I’ve talked about why nasal breathing is so important, the guys have a video on how to cue it, and I also gave you three simple ways to incorporate it into your client’s training.

I am now going to explain why breathing is the missing puzzle piece in your client’s programming.

The act of breathing is a functional movement.

When you were born that was the first movement you performed.

Babies breathe beautifully, moving their bellies up and down. Their natural body mechanics are amazing! There’s a quote that I’ve been looking for to no avail, so to paraphrase, babies are born geniuses and the act of living de-geniuses them. Which is totally true! We’ve all seen the picture of a random baby squatting:

Breathing

Perfect squat!

However, there is something sad about this picture. Today this baby is probably 10 years old and can’t even touch his toes. The body mechanics he had as a young child are long gone, and his nervous system has re-wired itself to move a different way.

Unfortunately, the older you get the more stubborn your nervous system gets.

Breathing 2

When people come into our gym, we repeatedly see the same dysfunctional movement patterns. People lack mobility in certain places and stability in other place. They don’t know how to hinge, they don’t know how to squat, and, they don’t know how to BREATHE.

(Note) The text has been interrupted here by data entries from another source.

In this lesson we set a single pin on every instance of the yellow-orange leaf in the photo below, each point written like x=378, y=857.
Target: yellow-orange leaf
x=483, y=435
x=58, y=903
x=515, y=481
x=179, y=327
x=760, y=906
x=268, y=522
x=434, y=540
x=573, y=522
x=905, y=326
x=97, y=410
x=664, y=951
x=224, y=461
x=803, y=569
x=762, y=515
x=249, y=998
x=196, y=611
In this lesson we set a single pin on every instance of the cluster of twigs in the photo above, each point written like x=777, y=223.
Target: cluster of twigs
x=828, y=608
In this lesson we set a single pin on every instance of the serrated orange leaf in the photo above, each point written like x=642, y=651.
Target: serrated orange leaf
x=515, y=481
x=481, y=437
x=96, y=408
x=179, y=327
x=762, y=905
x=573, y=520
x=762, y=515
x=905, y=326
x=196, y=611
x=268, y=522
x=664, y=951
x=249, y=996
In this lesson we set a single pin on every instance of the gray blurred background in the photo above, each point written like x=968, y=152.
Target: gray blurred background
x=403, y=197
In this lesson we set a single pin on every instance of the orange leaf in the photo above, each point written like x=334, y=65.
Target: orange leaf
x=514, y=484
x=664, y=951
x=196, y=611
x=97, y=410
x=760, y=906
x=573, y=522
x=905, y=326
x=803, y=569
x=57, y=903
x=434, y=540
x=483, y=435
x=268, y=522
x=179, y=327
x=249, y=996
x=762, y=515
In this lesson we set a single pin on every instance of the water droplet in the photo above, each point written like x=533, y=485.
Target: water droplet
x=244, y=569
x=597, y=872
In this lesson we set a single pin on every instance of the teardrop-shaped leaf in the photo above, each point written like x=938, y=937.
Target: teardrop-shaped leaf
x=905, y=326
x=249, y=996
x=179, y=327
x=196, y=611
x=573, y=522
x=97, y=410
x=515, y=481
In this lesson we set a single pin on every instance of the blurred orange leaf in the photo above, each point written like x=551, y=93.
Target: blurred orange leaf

People don’t have the mobility or stability to hinge through their hips so their body can start hinging elsewhere.

Breathing 3

People’s thoracic spine becomes so locked up that the body is forced to obtain movement from other places.

The same goes with breathing!!

As soon as you stop moving and sitting for multiple hours a day, your diaphragm gets compressed. When that happens, your body starts breathing with other muscles. You start breathing with all your accessory muscles and your nervous system re-trains itself to breathe in a dysfunctional pattern. 

Breathing 4

As a trainer, I’m sure you’re doing an awesome job at teaching people how to move correctly, but, have you overlooked one of the body’s most important movements? Are you teaching your clients how to breathe?

This is especially necessary for those clients for whom it seems that nothing works. Those clients whose correctives won’t stick, and whose movement quality won’t progress as fast as you think it should. Breathing could be the missing puzzle piece in your programming!

It doesn’t have to be very complicated, but be patient. You want to integrate it slowly.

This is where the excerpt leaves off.